Continuing a series of events following the electrocution of a Florida child, legislation has been introduced in that state to require the installation of low-voltage lights in residential pools.

The companion bills, House Bill 795 and Senate Bill 926, also would impose new policies regarding electrical inspections.

This is the latest development since 7-year-old Calder Sloan was electrocuted in his family’s Miami-area pool in April 2014. Since then his father, Chris Sloan, has campaigned to ban 120-volt pool lights. Last fall, Miami-Dade and Broward counties enacted codes requiring low-voltage lights on new installations.

Representatives from the Florida Swimming Pool Association and the Association of Pool & Spa Professionals back Sloan’s push for the safest pools possible.

“Safety is our No. 1 priority,” said Jennifer Hatfield, FSPA’s government relations consultant and APSP director of government affairs. “We don’t have an official position on the bills, but the intent is good.”

Florida professionals agree change is needed, but some have expressed concern regarding the current bills and their language.

The state has required low-voltage lighting on commercial pools for several years. If the bills pass, county health departments would have to inspect commercial pools with lights every five years. Additionally, those selling homes with pools would have to present a disclosure statement about the potential hazards of high-voltage pool lights. Perhaps the most contentious language of the bills would prohibit the installation of underwater lights greater than 15 volts in new or existing residential or public swimming pools.

Some have reservations about certain parts of the bills. Inspecting all Florida commercial pools with lights is a tall order and could put a major strain on health department staff, one industry expert said. Currently, the pools are inspected twice a year for other issues, explained John Garner, FSPA president and owner of Pools By John Garner in Jacksonville, Fla.

He questions the expertise among those who would conduct the inspections.
“They wouldn’t be able to go out and do the testing required for bonding and grounding,” Garner said. “And if you don’t inspect the entire wiring system, you are falling very short of the safety that’s involved with inspecting the system.”
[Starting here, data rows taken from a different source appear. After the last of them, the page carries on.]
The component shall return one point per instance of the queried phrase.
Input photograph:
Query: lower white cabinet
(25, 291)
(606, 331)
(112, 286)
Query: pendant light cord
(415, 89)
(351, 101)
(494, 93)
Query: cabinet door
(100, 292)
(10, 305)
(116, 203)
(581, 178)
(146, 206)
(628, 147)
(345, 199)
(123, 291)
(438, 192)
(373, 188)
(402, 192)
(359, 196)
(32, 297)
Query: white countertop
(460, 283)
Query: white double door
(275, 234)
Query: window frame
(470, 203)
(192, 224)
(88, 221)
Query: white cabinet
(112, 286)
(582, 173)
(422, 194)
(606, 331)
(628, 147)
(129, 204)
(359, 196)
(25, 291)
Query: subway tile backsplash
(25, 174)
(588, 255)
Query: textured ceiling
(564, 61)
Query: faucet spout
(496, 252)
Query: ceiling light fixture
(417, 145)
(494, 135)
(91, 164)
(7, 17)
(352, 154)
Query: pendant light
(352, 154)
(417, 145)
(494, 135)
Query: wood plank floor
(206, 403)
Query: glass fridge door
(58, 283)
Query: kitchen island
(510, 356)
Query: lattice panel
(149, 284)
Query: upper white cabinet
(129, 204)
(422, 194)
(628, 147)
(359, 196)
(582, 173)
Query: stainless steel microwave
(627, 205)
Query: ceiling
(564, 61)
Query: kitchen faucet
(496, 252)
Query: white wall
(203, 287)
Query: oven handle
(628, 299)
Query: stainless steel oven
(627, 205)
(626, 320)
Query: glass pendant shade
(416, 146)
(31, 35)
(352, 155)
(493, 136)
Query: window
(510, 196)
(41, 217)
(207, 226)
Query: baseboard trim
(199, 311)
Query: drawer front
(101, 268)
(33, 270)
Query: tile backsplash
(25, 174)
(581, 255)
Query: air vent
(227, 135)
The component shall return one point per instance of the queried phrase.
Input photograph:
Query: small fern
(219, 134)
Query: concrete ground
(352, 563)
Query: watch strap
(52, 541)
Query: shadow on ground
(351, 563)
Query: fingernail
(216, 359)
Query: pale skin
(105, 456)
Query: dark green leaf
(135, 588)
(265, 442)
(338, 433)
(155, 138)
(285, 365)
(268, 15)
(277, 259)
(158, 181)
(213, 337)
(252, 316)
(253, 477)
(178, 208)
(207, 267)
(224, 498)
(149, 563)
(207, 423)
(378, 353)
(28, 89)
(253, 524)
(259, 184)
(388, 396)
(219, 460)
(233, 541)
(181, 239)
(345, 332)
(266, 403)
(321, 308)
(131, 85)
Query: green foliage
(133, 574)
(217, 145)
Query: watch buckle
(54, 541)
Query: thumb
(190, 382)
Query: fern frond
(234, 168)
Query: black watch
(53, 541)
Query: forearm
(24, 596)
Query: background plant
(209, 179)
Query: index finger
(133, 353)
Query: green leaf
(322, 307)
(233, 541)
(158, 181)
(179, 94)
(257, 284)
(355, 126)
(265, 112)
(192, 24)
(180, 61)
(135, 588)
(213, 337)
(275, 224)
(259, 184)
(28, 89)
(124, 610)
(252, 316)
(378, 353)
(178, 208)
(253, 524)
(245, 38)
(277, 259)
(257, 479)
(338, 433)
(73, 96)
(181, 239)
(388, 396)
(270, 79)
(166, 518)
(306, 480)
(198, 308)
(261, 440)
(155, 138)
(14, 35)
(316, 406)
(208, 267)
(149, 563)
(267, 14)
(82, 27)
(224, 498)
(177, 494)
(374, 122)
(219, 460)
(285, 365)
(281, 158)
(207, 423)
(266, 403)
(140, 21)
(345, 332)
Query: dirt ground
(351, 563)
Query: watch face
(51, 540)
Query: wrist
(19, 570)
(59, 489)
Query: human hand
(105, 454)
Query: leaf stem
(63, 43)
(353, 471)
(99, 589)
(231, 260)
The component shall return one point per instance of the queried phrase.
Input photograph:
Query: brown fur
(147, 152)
Officials also take issue with a home sale disclaimer emphasizing only the pool’s electrical safety. “When you are buying a home, make sure all aspects of the property are conforming with the codes and standards,” Hatfield said. “The pool light might not be the source of the problem.”

Perhaps the biggest point of contention among Florida pool professionals is the issue of voltage. Observers have noted that the Sloans’ pool had low-voltage lighting, and that the major problem was faulty wiring on the property. Requiring such lighting likely would not have prevented the child’s death and is an unnecessary change, said David Pruette, a member of the FSPA executive committee and an electrician specializing in pools.

“The bills are sort of a misdirected reaction to the Sloan tragedy,” Pruette said. “We are not opposed to 12-volt lights, but we think the bills are going to the wrong source. If you make everything 12-volt, it doesn’t change how safe your pool is.”

Even a recent proposal calling for the National Electric Code to limit voltage to 18 unanimously was struck down in January, he added.

Instead, Pruette and others stress the importance of routine maintenance on a property’s entire electrical system. “You can never make the world bulletproof, but if we did have some maintenance protocol, we could avoid some accidents,” he said.

For Garner and FSPA, arming the public with information is essential to creating the safest environment possible. “I don’t think regulation is the answer,” he said. “I think education is the answer.”

But others strongly agree with the bills’ current language. As longtime builder Irv Chazen sees it, higher-voltage lights simply aren’t necessary. Newer low-voltage lights are more intense than their older counterparts and produce plenty of light, said Chazen, who works alongside Chris Sloan to enact change.

“Let’s take preventative measures now,” he said. “Let’s get on the ball and make residential pools safer.”

As of press time, the bills had not yet been heard. The current legislative session began March 3 and continues to May 1.